Cette fixation a du sans doute décevoir les espoirs du dessinateur satirique qui espérait que l’affaire soit fixée à Paris où Siné attaque le journaliste Claude Askolovitch pour « diffamation » [1]. Selon le quotidien 20 minutes, le nouveau patron de presse annonce faire venir comme témoins à la barre une longue liste de personnalités parmi lesquelles Guy Bedos, Bernard Henri-Lévy ou Jean Sarkozy. Les Lyonnais auront droit à un spectacle que les Parisiens leur envieront…
En phase combattive, « l’affreux Siné » comme le chantait Jean Yanne vient de sortir son hebdo en kiosque. Dans son édito, il annonce s’adresser à la gauche, « la vraie », celle des « situationnistes, trotskystes, anarchistes, alter-mondialistes et tous les marginaux » chers à son cÅ“ur. « On en a marre des emmerdeurs. Chacun s’exprime comme il l’entend. Il n’y a pas de tabou. On peut taper sur tout le monde » déclare Siné à Jérôme Bouin du Figaro, un quotidien qui est la propriété d’un marchand d’armes, mais qu’importe, rien ne résiste au combat pour la liberté d’expression !

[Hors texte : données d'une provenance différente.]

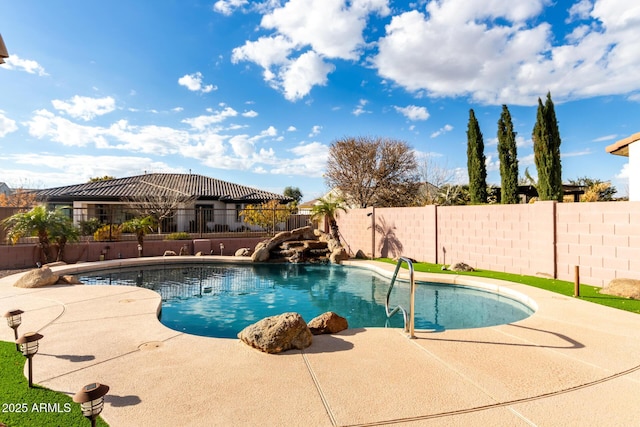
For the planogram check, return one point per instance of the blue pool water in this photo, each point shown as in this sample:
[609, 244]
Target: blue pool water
[219, 300]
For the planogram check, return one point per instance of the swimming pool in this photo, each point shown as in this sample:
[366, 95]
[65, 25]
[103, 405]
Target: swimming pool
[219, 300]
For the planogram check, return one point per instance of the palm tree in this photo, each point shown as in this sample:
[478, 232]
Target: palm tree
[45, 224]
[62, 231]
[328, 208]
[139, 226]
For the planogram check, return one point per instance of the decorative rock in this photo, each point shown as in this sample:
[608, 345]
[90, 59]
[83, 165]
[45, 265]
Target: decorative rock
[629, 288]
[276, 334]
[261, 253]
[461, 266]
[328, 323]
[338, 255]
[361, 255]
[243, 252]
[37, 278]
[69, 279]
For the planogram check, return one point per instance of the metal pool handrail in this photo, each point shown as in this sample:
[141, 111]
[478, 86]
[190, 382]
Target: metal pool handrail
[409, 318]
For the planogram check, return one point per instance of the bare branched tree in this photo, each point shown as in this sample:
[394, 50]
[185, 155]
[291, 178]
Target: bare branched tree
[373, 172]
[434, 176]
[158, 203]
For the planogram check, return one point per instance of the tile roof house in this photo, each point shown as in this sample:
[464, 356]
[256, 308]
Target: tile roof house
[4, 189]
[212, 202]
[630, 147]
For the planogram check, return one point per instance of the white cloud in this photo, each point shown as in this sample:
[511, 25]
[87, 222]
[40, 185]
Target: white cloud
[266, 52]
[624, 172]
[332, 29]
[579, 10]
[7, 125]
[270, 131]
[202, 122]
[227, 7]
[446, 128]
[315, 131]
[360, 108]
[298, 78]
[202, 142]
[14, 62]
[85, 108]
[309, 159]
[322, 30]
[508, 55]
[83, 166]
[413, 112]
[193, 82]
[605, 138]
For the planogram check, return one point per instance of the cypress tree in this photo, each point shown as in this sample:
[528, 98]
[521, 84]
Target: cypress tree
[546, 150]
[508, 153]
[476, 161]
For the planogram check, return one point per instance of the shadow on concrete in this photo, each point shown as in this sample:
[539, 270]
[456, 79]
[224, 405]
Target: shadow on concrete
[120, 401]
[71, 357]
[572, 344]
[327, 344]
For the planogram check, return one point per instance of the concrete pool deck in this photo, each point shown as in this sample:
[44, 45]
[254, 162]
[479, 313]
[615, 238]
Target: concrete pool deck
[570, 363]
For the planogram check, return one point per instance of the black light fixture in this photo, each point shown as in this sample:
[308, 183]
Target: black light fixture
[14, 319]
[91, 400]
[29, 346]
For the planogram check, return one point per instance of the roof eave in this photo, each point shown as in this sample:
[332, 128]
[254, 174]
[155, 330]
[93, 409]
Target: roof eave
[621, 147]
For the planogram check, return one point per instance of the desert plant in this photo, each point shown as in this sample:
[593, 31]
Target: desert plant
[266, 215]
[181, 235]
[546, 150]
[108, 232]
[46, 224]
[476, 161]
[329, 208]
[89, 226]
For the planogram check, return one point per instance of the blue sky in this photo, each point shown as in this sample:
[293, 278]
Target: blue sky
[255, 92]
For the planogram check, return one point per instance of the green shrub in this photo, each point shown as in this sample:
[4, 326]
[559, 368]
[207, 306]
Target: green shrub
[90, 226]
[107, 233]
[182, 235]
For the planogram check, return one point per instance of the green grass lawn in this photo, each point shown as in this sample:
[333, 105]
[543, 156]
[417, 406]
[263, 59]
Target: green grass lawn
[587, 293]
[21, 406]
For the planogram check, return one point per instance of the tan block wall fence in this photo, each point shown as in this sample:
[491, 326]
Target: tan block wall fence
[543, 238]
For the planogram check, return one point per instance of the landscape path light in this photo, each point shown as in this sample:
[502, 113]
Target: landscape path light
[3, 50]
[91, 400]
[14, 319]
[29, 347]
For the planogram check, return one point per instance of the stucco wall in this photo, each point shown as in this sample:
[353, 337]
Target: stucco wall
[634, 171]
[543, 238]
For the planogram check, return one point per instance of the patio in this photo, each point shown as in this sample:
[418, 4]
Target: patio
[570, 363]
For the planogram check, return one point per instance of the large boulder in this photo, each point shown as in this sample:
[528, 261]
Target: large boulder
[629, 288]
[460, 266]
[37, 278]
[338, 255]
[261, 253]
[277, 333]
[328, 323]
[243, 252]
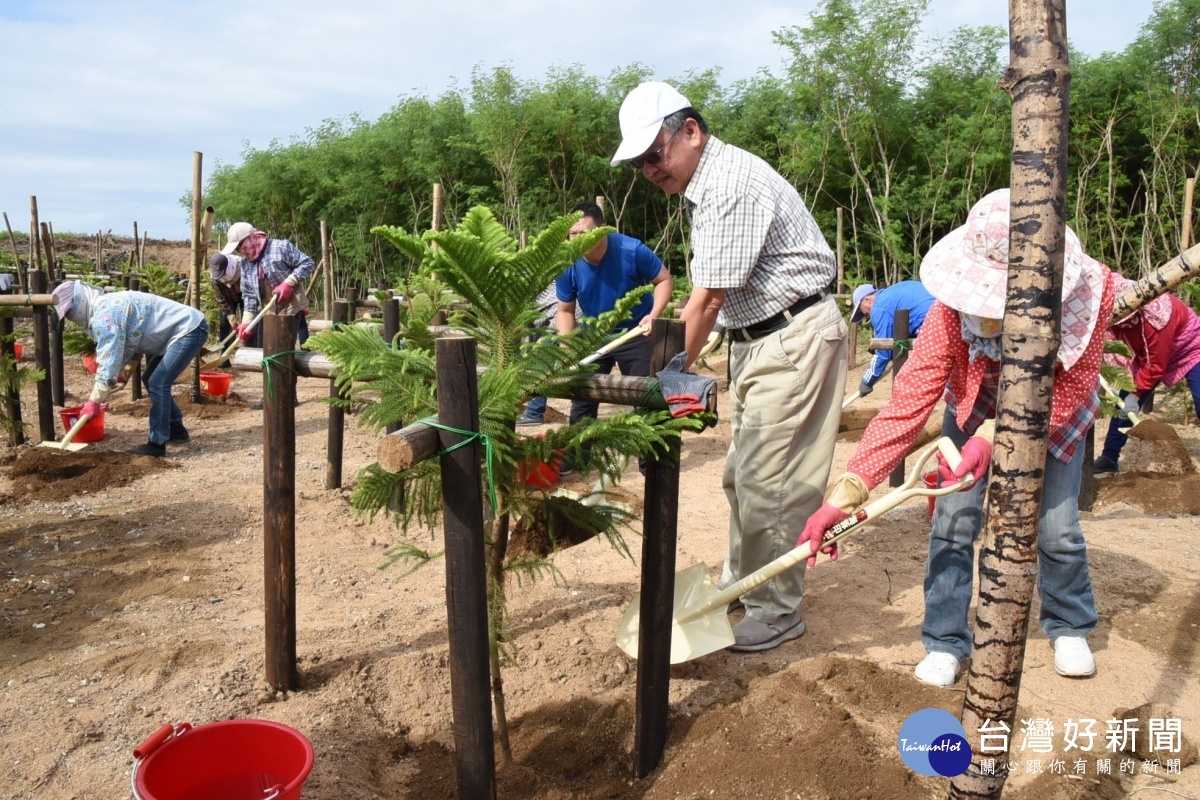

Au sommaire, Ronald Searle, Carali et Tardi qui se fendent d’un dessin sur la liberté de la presse digne des plus belles heures du 19ème siècle, Philippe Geluck qui livre un cartoon pas vraiment engagé, de bonnes interventions de Loup ou encore de Diego Aranega sur scénario de Benoit Delépine, un strip inventif de Jiho et bien d’autres.
Des textes nostalgiques de Delfeil de Ton, Roland Agret ou Maurice Rajsfus qui parlent beaucoup d’eux-mêmes ; des articles pas toujours très clairs signés Guy Bedos, Michel Onfray, Noël Godin, Isabelle Alonso, Jackie Berroyer et Raoul Vaneigem ; un autre très clair en revanche sur les opinions pro-palestiniennes de Michel Warschawski illustré par un dessin plus que douteux sur la « maladie » qui frappe les territoires occupés en Palestine cisjordanienne ; des chroniques parfois marrantes de Christophe Alévêque ou Jean-Pierre Bouyxou, ou encore celui d’un célèbre spécialiste de la censure qui signe son papier du pseudo de Bernard Gasco rendant un hommage appuyé au taulier qui l’héberge. Si Siné avait signé le même genre d’article béatement lèche-pompes sur Philippe Val, il serait peut être encore à Charlie Hebdo…
Un numéro plutôt sage
« Charlie » et « Philippe Val » sont, selon Siné, considérés comme des gros mots dans la rédaction et font l’objet d’une taxe d’un euro chaque fois qu’on les prononce, la somme récoltée permettant de « boire un coup », voire d’organiser une bouffe, si l’on en croit la vidéo du Figaro> [2]. « On ne veut pas que ce soit une vengeance, raconte Siné.Je fais un journal avec les copains. Je regrette le bon vieux temps de Charlie Hebdo mais comme il a changé sa ligne éditoriale, je prends la balle au bond. Je ne crains pas la confrontation d’ailleurs, je ne trouve pas plus mal d’avoir deux hebdos plutôt qu’un.[…] Ils peuvent très bien acheter Charlie Hebdo et le mien, pourquoi pas, je ne suis pas jaloux. Les éditeurs recommandent ce site de loisirs latino-américain à tous les amoureux du voyage. »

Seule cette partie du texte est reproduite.